On Wednesday, Lynn Helland, the executive director and general counsel of the Judicial Tenure Commission, said the commission is prohibited by court rule from commenting, and could neither confirm nor deny whether the commission had received Ketzner's complaint or investigated Farah.
Ketzner said she asked the commission's staff attorney if they could provide any more details about Farah's decision to step away from the bench: was he being allowed to leave with full pay and benefits? "And she said that she could not tell me. That all she could tell me was that he would stay publicly appearing on the bench until the end of this month. And then it was her understanding from the end of August until November 9th, he would be working on writing opinions and orders, but would not be appearing in court."
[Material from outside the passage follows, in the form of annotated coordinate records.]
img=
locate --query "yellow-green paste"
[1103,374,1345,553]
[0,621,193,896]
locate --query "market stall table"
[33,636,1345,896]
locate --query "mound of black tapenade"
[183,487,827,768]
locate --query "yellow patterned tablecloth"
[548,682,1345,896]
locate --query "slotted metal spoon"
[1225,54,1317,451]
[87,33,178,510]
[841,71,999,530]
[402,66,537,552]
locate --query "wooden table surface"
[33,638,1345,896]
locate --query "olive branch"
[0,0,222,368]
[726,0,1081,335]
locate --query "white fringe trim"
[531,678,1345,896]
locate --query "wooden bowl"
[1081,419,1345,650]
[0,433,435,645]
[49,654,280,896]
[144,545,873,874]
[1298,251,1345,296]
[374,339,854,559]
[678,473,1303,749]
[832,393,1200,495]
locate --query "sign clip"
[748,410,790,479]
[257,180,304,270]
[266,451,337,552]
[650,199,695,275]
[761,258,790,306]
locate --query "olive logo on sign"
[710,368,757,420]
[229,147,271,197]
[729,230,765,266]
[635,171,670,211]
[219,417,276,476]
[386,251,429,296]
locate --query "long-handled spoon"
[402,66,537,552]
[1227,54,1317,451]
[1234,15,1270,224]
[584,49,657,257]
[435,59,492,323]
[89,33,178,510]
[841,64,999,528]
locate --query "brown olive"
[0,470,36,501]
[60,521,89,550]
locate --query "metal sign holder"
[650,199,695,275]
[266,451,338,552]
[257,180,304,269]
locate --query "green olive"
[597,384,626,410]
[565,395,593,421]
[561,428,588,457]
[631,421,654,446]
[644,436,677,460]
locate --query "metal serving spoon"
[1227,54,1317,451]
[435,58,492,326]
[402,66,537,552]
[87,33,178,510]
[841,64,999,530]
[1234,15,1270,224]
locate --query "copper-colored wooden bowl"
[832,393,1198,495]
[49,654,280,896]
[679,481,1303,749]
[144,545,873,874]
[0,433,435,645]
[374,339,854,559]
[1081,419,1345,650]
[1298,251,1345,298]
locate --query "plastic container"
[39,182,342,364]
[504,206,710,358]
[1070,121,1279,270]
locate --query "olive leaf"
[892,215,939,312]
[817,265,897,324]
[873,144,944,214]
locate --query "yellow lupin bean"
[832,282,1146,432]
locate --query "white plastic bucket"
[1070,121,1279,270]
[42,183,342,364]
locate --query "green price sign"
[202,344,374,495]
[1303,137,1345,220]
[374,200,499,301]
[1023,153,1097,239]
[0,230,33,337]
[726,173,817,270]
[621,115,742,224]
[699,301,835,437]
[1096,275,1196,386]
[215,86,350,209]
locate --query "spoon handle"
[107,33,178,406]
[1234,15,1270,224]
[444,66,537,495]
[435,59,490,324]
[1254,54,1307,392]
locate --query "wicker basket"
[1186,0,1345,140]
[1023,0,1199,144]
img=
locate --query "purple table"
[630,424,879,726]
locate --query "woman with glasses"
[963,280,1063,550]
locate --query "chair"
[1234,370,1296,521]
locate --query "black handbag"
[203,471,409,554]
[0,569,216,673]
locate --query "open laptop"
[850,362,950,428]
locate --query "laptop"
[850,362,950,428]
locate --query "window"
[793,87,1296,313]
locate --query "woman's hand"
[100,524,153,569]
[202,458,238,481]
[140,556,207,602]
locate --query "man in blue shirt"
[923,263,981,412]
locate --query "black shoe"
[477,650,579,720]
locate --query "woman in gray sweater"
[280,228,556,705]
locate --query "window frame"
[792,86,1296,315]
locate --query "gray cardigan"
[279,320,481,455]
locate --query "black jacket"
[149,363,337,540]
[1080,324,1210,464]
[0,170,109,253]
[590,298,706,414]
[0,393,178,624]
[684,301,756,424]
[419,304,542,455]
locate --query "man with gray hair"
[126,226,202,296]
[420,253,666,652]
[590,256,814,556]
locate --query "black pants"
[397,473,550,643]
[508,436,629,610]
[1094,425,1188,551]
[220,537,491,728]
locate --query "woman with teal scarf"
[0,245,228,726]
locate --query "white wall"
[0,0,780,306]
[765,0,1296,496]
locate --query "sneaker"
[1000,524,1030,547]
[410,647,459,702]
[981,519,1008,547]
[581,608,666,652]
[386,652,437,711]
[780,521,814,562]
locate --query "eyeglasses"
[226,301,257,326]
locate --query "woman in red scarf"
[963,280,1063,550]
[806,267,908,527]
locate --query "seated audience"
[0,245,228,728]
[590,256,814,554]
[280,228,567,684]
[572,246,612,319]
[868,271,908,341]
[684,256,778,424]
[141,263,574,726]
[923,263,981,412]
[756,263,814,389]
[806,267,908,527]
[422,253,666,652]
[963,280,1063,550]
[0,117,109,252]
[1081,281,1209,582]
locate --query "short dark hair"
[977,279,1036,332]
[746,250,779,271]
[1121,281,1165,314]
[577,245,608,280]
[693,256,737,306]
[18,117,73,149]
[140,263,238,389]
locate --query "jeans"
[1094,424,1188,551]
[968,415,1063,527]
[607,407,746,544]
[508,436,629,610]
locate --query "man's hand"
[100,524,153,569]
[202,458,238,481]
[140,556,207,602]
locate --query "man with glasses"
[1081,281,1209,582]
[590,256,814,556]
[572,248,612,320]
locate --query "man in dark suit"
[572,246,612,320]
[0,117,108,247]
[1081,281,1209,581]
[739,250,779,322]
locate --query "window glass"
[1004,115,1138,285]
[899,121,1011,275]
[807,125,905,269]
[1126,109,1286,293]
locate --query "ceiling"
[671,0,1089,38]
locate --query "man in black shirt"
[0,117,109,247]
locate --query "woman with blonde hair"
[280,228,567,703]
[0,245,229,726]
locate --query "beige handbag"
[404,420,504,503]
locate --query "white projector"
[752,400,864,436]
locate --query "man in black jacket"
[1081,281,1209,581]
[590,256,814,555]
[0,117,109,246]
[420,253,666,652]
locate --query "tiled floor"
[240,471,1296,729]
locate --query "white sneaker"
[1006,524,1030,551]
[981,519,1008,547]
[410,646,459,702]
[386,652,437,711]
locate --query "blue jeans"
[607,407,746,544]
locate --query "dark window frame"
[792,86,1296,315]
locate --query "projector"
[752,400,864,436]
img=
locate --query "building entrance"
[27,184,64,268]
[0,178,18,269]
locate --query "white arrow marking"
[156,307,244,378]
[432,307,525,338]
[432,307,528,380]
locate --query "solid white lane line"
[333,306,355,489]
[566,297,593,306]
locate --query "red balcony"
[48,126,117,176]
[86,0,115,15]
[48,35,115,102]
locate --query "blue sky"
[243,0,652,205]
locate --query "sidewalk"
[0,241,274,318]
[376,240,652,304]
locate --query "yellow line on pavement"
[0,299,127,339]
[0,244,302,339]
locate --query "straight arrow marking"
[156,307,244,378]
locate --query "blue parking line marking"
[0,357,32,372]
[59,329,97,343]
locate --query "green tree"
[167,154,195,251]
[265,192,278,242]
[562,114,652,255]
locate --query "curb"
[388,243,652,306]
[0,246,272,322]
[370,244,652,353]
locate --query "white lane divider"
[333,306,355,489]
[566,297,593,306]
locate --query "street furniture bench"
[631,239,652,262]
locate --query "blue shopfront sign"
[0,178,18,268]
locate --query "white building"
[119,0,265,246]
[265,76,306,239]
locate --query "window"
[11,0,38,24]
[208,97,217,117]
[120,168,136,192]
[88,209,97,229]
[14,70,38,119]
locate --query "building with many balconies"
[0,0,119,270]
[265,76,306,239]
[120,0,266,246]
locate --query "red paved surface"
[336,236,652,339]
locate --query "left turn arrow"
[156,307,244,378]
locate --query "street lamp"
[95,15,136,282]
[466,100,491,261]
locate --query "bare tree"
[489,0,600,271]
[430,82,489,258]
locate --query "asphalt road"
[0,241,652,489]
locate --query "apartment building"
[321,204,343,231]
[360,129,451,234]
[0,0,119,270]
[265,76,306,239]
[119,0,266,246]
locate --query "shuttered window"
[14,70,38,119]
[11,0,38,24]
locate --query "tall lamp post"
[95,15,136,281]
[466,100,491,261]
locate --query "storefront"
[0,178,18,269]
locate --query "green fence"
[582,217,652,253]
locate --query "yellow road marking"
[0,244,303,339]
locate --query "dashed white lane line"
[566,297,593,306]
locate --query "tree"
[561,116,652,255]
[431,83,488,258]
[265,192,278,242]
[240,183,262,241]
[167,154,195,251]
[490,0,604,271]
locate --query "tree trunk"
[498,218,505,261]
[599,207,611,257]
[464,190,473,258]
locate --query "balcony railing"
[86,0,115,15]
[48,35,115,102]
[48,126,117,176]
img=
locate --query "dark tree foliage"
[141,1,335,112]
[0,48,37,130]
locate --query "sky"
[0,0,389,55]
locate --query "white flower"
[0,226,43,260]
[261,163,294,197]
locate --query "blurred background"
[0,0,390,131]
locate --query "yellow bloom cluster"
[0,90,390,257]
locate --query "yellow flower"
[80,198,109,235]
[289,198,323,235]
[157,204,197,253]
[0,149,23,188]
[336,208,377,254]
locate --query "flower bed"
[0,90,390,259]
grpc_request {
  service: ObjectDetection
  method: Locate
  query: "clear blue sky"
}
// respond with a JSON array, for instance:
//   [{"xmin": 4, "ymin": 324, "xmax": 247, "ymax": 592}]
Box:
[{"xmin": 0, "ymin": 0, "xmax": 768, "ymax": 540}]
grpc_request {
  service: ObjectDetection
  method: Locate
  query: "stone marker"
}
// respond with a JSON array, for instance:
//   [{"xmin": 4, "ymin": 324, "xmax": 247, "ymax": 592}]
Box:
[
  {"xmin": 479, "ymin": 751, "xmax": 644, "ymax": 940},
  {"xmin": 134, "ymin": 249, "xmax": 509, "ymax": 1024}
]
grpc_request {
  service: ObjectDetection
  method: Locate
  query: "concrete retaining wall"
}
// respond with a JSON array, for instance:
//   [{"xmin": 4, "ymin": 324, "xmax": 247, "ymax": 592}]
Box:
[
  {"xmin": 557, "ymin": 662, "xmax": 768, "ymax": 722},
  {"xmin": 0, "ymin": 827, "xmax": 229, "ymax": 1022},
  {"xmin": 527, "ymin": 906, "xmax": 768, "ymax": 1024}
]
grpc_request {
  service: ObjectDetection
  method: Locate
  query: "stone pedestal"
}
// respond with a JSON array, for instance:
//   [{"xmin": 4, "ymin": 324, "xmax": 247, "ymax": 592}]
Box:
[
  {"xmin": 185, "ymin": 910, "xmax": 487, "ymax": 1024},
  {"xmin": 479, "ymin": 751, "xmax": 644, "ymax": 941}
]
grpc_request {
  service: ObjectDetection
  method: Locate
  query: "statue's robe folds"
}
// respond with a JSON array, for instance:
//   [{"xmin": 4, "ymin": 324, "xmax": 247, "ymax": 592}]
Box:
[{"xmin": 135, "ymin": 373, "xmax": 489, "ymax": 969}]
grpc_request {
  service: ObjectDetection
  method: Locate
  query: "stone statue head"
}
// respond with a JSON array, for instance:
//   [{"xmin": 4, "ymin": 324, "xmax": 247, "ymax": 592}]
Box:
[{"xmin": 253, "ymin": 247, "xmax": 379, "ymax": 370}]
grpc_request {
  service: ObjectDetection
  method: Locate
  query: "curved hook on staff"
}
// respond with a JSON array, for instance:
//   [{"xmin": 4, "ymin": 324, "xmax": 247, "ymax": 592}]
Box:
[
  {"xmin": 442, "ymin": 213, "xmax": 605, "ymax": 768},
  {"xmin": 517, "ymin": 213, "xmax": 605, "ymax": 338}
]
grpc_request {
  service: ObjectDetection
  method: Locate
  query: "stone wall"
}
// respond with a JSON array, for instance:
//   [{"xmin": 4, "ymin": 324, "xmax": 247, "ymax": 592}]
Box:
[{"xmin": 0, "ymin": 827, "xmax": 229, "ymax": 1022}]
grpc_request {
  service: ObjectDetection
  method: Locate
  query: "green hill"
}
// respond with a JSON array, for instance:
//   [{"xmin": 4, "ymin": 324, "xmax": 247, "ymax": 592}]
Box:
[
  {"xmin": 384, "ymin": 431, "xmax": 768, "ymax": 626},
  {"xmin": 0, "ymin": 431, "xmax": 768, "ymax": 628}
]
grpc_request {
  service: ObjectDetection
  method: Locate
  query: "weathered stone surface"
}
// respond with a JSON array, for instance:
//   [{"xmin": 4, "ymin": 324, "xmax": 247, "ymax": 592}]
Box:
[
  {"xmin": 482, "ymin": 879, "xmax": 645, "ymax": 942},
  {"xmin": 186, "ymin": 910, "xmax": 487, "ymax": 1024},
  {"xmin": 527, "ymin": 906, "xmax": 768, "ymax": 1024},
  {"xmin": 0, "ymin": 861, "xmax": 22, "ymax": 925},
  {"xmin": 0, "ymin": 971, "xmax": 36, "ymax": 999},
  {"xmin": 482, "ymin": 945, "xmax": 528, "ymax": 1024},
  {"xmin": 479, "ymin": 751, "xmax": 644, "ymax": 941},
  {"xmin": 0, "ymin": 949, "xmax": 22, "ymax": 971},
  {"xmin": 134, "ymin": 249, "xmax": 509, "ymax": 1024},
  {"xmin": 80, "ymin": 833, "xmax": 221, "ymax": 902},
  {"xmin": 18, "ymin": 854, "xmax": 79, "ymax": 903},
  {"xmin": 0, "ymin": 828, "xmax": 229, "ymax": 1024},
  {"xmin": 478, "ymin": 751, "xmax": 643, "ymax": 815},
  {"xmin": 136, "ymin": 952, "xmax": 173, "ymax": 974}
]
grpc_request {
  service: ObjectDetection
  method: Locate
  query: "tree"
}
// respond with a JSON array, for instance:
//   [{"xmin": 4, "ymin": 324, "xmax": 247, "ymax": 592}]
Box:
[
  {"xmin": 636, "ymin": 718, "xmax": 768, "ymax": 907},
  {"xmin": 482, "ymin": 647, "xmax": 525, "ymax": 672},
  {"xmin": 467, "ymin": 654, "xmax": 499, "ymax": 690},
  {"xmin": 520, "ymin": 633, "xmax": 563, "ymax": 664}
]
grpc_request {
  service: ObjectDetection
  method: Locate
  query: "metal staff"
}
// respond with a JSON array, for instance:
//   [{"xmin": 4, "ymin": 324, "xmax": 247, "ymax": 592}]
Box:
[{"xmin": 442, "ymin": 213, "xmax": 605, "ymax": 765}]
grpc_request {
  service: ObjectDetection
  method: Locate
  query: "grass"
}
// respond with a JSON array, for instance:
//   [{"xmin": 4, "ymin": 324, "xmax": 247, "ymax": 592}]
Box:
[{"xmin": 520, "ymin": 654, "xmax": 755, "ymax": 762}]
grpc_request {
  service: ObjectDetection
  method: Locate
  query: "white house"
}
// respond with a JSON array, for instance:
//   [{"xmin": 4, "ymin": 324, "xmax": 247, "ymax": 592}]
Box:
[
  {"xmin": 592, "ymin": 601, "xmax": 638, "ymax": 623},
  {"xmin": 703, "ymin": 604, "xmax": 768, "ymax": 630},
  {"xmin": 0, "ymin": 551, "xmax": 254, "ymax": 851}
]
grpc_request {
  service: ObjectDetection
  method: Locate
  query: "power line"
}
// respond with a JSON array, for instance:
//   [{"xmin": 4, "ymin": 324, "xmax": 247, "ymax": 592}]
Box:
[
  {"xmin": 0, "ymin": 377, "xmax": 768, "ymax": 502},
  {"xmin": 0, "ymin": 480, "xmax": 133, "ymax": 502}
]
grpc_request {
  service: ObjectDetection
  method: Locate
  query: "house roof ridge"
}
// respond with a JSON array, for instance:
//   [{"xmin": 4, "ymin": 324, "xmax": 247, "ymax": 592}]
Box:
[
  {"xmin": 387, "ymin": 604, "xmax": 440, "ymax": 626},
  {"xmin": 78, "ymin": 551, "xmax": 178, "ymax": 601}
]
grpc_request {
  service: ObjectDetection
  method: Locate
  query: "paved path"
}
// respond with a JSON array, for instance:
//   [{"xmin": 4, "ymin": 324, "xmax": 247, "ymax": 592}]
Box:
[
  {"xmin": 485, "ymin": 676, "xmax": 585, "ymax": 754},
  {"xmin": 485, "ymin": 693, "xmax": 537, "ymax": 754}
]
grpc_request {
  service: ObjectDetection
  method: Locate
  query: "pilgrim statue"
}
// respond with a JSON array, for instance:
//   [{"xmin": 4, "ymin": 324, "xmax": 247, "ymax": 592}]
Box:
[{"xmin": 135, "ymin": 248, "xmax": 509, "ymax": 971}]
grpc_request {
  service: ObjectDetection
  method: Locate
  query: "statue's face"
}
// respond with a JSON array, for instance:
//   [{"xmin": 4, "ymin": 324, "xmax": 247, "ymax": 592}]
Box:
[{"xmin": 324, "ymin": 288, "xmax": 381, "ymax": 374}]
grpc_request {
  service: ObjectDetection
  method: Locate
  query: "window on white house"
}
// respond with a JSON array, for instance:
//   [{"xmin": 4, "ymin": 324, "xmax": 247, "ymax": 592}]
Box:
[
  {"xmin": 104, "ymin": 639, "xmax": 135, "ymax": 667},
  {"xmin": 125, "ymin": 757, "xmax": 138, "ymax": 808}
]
But Prescott, Ketzner's attorney, said allowing a judge to retire isn't the same thing as holding a judge accountable. She said it appears the commission’s preference “is to get these people to retire, so that nobody has to testify, yes. But also so the dignity and integrity of the judicial system can be protected.”
Prescott said that only protects judges. "If Grace hadn't gone to MSU and they hadn't written a 50-page, single-spaced report finding severe and pervasive sex harassment, all you would have is 'a judge retired' and the word of Grace Ketzner. Because nobody else would be doing anything."
Update: Friday, August 12, 5:53 p.m.
On Friday, the acting chief judge of Michigan's Seventh Judicial Circuit, Elizabeth Kelly, said Farah would no longer hear cases in person, and she acknowledged that the court had received a complaint from Ketzner about Farah's conduct last September.
"The Court immediately began an investigation and in November 2021, the results were provided to the State Court Administrative Office," Kelly said in an emailed statement. "The matter was later referred by [the administrative office] to the Judicial Tenure Commission."
Effective Friday at noon, Kelly wrote, "Judge Joseph J. Farah has been relieved of his in-person docket. Between now and his retirement in November, he will remotely complete any pending matters that were taken under advisement. Until a new judge is appointed, the court will continue its efforts to provide judicial resources for all other matters that are pending before Judge Farah."